Tuve miedo. Corrí a la casa siguiente, e hice sonar veinte veces el timbre en el oscuro pasillo donde debía dormir el portero. Pero no se despertó, y fui más lejos, tirando con todas mis fuerzas de las anillas o apretando los timbres, golpeando con mis pies, con mi bastón o mis manos todas las puertas obstinadamente cerradas.
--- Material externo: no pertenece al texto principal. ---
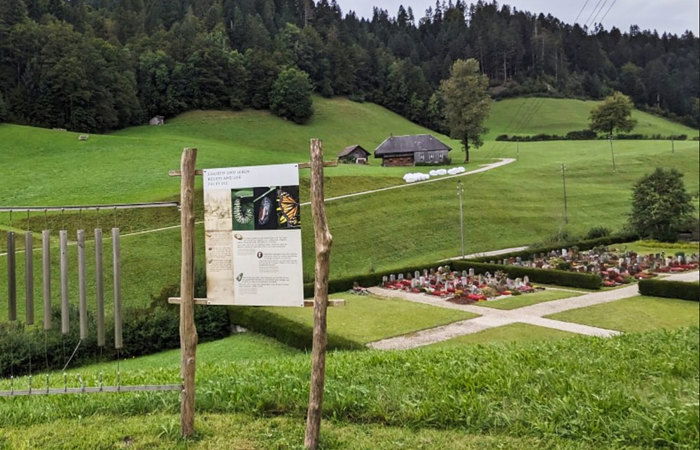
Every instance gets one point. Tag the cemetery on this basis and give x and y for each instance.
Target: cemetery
(462, 287)
(615, 266)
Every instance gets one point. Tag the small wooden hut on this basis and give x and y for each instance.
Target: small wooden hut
(353, 154)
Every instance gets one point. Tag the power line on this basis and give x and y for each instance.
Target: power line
(582, 8)
(606, 12)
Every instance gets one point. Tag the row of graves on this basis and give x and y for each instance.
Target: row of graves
(463, 287)
(614, 267)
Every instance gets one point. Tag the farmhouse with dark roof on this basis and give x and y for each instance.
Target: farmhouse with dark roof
(412, 150)
(353, 154)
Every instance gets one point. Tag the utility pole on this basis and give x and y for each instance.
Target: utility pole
(612, 152)
(460, 191)
(563, 180)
Y de pronto, vi que había llegado al mercado de Les Halles. Estaba desierto, no se oía un ruido, ni un movimiento, ni un vehículo, ni un hombre, ni un manojo de verduras o flores. Estaba vacío, inmóvil, abandonado, muerto.
Un espantoso terror se apoderó de mí. ¿Qué sucedía? ¡Oh Dios mío! ¿qué sucedía?
Me marché. Pero, ¿y la hora? ¿y la hora? ¿quién me diría la hora?
Ningún reloj sonaba en los campanarios o en los monumentos. Pensé: «Voy a abrir el cristal de mi reloj y tocaré la aguja con mis dedos.» Saqué el reloj… ya no sonaba… se había parado. Ya no quedaba nada, nada, ni siquiera un estremecimiento en la ciudad, ni un resplandor, ni la vibración de un sonido en el aire. Nada. Nada más. Ni tan siquiera el rodar lejano de un coche, nada.
Me encontraba en los muelles, y un frío glacial subía del río.
¿Corría aún el Sena?
Quise saberlo, encontré la escalera, bajé… No oía la corriente bajo los arcos del puente… Unos escalones más… luego la arena… el fango… y el agua… hundí mi brazo, el agua corría, corría, fría, fría, fría… casi helada… casi detenida… casi muerta.
Y sentí que ya nunca tendría fuerzas para volver a subir… y que iba a morir allí abajo… yo también, de hambre, de cansancio, y de frío.